Lab 4 required you to use vectors of different sizes (2^7, 2^9, 2^12 and 2^15) and run the kernel for vector addition. In this lab you will experiment with different execution configurations to solve vector addition.
Investigate and indicate the hardware specifications of the GPU hardware that you will be using in this lab. Include this information in your report.
Write a simple sequential CPU implementation of vector array to create a reference result vector. You will compare your results from running on the GPU with the ones from the sequential implementation
Use your code form Program 0 to get started.
For this lab, use arrays of random integers between -10 and 10 and vary the vector size (number of elements) between 2^5 and 2^20 for starters (later we can move to try larger sizes).
Use different execution configurations (of blocks and threads) for each array size.
Start with 1 block and vary the number of threads (start with 8 and increase up to 512), and the array size
Continue with changing the number of blocks (1, 8, …, 512): for each number of blocks, keep the number of threads fixed, get results. Vary the array size as before
Based on your observations from above, start varying the number of threads per block together with the number of blocks.

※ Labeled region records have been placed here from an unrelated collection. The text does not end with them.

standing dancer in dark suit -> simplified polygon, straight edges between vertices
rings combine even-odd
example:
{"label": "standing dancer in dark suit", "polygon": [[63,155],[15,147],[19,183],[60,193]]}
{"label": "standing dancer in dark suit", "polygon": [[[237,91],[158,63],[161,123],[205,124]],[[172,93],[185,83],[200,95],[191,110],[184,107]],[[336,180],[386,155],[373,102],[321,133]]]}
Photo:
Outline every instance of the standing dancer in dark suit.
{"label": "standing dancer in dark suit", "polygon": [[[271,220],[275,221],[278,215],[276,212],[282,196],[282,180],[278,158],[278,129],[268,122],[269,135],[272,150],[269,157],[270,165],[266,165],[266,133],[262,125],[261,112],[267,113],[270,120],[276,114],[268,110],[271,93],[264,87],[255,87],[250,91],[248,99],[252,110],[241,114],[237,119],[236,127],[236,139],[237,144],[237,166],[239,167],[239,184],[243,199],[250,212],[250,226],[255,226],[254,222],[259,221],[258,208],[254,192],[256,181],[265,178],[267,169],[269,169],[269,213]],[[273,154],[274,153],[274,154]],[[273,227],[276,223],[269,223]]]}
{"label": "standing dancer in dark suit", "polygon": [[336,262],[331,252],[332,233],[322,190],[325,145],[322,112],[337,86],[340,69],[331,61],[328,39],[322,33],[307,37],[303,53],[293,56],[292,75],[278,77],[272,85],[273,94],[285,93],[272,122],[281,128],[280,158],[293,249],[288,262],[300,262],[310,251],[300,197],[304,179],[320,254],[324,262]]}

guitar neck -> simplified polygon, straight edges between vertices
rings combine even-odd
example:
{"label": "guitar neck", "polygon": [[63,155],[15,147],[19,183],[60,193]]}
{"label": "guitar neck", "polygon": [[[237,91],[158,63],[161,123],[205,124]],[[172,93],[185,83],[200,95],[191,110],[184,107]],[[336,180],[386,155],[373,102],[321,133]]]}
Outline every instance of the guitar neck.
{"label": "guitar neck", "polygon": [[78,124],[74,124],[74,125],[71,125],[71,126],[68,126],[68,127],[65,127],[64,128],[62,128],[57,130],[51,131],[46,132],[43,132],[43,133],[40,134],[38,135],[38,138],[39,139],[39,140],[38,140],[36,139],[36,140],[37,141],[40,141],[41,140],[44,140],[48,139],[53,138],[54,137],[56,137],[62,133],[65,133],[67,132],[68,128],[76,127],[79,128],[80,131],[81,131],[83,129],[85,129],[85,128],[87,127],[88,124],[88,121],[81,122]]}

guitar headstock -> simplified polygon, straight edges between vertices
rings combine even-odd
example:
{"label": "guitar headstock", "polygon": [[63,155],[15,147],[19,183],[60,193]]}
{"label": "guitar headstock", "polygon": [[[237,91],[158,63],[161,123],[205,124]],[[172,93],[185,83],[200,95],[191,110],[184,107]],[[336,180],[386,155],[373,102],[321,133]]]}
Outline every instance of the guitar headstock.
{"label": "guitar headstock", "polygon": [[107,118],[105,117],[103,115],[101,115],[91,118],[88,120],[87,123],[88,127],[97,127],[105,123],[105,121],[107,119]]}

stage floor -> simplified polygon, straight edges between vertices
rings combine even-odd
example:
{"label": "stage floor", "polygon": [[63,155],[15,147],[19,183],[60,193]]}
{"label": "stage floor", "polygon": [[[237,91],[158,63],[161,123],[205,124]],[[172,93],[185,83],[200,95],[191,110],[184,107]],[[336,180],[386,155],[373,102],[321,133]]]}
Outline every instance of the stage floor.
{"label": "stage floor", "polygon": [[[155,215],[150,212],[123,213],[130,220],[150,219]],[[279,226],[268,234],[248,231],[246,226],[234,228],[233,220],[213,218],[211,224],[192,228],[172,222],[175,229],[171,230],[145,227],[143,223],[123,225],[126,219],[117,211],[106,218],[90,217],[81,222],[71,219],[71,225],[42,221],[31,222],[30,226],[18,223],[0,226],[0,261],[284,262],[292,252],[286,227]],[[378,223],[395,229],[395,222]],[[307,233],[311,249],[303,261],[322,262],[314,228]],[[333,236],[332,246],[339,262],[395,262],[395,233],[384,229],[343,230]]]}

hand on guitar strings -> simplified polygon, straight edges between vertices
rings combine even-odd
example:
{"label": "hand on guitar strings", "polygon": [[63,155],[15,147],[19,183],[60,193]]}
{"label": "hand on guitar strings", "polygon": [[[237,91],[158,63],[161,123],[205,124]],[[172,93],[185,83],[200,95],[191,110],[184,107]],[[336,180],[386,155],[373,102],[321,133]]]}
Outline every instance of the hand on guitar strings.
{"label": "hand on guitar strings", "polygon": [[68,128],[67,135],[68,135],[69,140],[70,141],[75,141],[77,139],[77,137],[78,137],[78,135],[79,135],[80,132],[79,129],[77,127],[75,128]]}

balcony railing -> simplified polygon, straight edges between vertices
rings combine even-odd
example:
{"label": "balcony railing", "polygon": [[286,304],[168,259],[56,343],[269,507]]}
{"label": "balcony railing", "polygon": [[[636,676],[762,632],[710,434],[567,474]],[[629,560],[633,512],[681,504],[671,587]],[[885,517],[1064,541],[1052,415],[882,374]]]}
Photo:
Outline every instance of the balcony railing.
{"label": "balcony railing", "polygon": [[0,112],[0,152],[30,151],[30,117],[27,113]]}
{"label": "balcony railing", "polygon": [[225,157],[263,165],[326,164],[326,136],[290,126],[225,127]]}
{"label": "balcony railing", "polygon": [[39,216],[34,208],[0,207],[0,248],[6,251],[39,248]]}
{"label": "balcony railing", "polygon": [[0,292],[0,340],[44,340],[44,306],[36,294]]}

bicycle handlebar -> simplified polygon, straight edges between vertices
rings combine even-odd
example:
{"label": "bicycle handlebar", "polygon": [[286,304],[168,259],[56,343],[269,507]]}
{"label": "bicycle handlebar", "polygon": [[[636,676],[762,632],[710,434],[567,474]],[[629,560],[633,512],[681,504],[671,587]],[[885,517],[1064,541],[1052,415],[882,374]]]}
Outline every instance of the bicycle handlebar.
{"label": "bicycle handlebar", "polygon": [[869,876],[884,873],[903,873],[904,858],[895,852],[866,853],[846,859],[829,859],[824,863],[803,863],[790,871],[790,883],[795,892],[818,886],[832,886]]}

Try odd/corner cases and report what happens! For instance: Assign 2048 threads per block, or have an execution configuration with 1 block and 1 thread.
Note: remember that as the size of the array grows you will need to adjust the number of blocks (like in program 0). Next, increase the number of threads by powers of 2 until you get to 512 or 1024 threads per block (depending on the GPU architecture).
Report, collect and plot two different times:
Time including memory communications from host to device and vice versa (e.g., copying input data and output)
2. Time for only the mathematical operations
For a single execution configuration, plot vector size (number of elements) vs. the two different times.
Suggestion: think about plotting time, vector size and number of blocks (or number of threads) in a single graph.
Report your findings! Include the following in your report
GPU specifications in your report
Different execution combinations
Screenshots of your code execution
Plots as described in Part 3
Submit source code in a zip file.
Submit report separately as a pdf or docx file (do not exceed 8 pages — including figures)